Store Queue is an associate array where the processor stores the data and addresses of the in-flight stores. These are typically used in out-of-order processors for memory disambiguation. The processor needs a Load-Store Queue (LSQ) really to perform the memory disambiguation because it must see through all the memory accesses to the same address before concluding to schedule one memory operation before the other.

All the memory disambiguation logic is accompalished via the Load-Store Queues in an out-of-order processor. Read more about memory disambiguation here

If your confusion is solely because of the paper you refering to, consider asking the authors - it is likely that their use of terminology is mixed up.

回答3:

This is in line with what I explained above, but then it conflicts with the 'store buffer' in the first quote.

There is really no conflict and your understanding seems to be consistent with the they way these terms are used in the paper. Let's carefully go through what the authors have said.

SSB eliminates the non-scalable associative search of conventional store buffers...

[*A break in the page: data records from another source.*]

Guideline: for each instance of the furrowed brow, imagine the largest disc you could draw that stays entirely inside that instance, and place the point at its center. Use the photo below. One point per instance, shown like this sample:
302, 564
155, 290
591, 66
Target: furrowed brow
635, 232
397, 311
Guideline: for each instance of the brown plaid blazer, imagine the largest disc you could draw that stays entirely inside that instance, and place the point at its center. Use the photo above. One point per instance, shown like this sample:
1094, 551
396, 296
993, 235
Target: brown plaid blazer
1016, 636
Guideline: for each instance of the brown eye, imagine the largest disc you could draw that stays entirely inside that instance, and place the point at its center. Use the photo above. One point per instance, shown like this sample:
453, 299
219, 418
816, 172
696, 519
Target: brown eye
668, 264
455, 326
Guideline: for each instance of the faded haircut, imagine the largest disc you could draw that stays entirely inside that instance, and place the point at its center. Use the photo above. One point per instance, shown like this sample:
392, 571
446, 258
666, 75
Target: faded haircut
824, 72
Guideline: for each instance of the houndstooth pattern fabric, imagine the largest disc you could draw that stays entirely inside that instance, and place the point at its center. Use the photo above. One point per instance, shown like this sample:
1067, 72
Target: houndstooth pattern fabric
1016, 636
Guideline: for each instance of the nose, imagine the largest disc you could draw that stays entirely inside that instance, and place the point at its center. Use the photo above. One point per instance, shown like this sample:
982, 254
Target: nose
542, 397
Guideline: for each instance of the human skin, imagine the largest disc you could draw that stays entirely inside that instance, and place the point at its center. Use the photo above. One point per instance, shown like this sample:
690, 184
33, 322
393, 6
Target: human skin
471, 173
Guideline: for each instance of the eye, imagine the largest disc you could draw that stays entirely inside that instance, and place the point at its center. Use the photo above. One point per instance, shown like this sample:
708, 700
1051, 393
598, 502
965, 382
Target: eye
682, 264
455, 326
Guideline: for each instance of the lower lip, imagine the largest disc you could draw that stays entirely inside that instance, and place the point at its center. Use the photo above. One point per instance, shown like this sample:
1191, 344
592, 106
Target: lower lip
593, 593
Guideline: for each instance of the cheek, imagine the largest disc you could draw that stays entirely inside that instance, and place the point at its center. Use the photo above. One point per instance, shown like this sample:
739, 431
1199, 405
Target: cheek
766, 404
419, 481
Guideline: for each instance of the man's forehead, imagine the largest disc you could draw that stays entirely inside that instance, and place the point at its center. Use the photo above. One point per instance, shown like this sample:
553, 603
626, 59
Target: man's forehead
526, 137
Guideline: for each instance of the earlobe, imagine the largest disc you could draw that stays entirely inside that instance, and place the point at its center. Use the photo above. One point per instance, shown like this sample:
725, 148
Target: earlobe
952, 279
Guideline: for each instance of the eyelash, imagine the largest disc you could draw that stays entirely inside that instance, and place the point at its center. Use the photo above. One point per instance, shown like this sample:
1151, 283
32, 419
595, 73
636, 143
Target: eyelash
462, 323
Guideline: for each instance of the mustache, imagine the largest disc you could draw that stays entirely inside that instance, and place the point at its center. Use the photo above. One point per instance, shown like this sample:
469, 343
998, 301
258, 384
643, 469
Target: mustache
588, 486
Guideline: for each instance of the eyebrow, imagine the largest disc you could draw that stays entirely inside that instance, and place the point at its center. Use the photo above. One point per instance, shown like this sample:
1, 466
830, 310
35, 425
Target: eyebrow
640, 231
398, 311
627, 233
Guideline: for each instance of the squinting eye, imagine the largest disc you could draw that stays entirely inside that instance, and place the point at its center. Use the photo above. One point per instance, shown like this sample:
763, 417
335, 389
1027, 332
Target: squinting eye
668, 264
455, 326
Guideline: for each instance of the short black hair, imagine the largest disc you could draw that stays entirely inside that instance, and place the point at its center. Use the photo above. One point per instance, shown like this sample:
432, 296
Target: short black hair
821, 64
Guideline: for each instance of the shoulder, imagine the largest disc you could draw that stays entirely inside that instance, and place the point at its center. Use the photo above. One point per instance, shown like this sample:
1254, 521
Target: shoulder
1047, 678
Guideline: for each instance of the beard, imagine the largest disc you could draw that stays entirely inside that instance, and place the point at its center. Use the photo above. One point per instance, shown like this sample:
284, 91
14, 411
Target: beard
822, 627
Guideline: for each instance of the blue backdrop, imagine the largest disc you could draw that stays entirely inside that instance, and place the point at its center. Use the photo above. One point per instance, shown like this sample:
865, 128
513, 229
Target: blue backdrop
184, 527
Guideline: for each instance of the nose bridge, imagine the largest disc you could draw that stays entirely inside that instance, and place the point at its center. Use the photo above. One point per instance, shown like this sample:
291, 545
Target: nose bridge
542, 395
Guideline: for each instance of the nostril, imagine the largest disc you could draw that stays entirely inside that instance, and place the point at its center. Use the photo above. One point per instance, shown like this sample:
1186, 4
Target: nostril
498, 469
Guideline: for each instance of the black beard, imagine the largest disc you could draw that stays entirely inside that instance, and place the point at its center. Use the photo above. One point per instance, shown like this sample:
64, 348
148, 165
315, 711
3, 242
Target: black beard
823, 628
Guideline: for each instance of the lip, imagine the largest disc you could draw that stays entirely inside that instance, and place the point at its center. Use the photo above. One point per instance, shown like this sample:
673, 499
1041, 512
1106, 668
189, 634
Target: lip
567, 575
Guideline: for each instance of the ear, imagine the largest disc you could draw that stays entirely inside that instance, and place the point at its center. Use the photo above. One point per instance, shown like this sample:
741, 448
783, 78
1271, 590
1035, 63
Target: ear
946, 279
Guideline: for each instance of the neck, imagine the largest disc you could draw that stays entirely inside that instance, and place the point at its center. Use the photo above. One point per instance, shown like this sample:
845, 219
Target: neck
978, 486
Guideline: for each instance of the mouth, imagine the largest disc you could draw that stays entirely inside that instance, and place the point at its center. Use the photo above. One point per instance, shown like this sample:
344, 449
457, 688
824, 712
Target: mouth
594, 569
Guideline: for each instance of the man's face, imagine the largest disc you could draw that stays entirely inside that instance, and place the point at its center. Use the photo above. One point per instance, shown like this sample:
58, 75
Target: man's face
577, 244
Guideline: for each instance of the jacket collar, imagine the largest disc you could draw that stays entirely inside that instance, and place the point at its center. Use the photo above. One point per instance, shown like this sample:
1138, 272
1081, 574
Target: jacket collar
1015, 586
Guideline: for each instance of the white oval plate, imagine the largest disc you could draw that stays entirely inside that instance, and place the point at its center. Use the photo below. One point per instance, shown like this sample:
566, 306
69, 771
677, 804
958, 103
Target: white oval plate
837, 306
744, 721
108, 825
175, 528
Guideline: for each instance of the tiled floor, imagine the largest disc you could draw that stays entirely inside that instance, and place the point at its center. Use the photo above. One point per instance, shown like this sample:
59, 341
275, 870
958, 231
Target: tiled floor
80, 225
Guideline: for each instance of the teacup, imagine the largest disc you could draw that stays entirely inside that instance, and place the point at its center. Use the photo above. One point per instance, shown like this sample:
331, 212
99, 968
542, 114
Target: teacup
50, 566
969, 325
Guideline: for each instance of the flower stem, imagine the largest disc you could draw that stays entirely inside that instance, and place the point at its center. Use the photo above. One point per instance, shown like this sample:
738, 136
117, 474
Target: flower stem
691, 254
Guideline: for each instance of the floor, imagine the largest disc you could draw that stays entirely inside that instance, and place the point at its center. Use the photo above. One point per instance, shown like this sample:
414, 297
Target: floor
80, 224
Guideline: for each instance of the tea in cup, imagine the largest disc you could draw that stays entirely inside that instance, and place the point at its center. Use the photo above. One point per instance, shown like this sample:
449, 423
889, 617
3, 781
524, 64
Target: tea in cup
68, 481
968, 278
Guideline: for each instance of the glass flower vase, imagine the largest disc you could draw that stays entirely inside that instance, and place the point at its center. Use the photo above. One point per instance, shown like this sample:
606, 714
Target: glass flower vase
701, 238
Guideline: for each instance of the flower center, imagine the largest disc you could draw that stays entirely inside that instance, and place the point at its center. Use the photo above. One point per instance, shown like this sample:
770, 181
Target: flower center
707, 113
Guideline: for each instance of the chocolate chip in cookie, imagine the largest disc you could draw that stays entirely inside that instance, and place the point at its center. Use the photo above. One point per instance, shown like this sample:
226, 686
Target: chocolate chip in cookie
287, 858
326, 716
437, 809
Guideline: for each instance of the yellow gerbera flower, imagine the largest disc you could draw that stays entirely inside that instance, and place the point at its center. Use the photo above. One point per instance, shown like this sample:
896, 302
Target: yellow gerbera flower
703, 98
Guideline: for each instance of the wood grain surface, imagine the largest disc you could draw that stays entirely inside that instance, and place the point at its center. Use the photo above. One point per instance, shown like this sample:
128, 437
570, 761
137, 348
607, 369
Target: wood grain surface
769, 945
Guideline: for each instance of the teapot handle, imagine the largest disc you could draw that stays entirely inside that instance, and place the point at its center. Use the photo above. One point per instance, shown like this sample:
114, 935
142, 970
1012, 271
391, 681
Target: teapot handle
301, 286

The store buffer holds stores that have been retired but are yet to be written into the L1 cache. This necessarily implies that any later issued load is younger in program order with respect to any of the stores in the store buffer. So to check whether the most recent value of the target cache line of the load is still in the store buffer, all that needs to be done is to search the store buffer by the load address. There can be either zero stores that match the load or exactly one store. That is, there cannot be more than one matching store. In the store buffer, for the purpose of forwarding, you only need to keep track of the last store to a cache line (if any) and only compare against that. This is in contrast to the store queue as I will discuss shortly.

...by forwarding processor-visible/speculative values to loads directly from the L1 cache.

In the architecture proposed by the authors, the store buffer and the L1 cache are not in the coherence domain. The L2 is the first structure that is in the coherence domain. Therefore, the L1 contains private values and the authors use it to forward data.

We use "store queue" to refer to storage that holds stores’ values prior to retirement and "store buffer" to refer to storage containing retired store values prior to their release to memory.

Since the store queue holds stores that have not yet been retired, when comparing a load with the store queue, both the address and the age of each store in the queue need to be checked. Then the value is forwarded from the youngest store that is older than the load targeting the same location.

The goal of the paper you cited is to find an efficient way to increase the capacity of the store buffer. It just doesn't make any changes to the store queue because that is not in the scope of the work. However, there is another paper that targets the store queue instead.

a store buffer is a mechanism that exists in many current processors to accomplish one or more of the following: store access ordering, latency hiding and data forwarding.

These features apply to both store buffers and store queues. Using store buffers (and queues) is the most common way to provide these features, but there are others.

In general, though, these terms might be used by different authors or vendors to refer to different things. For example, in the Intel manual, only the store buffer term is used and it holds both non-retired and retired-but-yet-to-be-committed stores (obviously the implementation is much more complicated than just a buffer). In fact, it's possible to have a single buffer for both kinds of stores and use a flag to distinguish between them. In the AMD manual, the terms store buffer, store queue, and write buffer are used interchangeably to refer to the same thing as what Intel calls the store buffer. Although the term write buffer does have a specific meaning in other contexts. If you are reading a document that uses any of these terms without defining them, you'll have to figure out from the context how they are used. In that particular paper you cited, the two terms have been defined precisely. Anyway, I understand that it's easy to get confused because I've been there.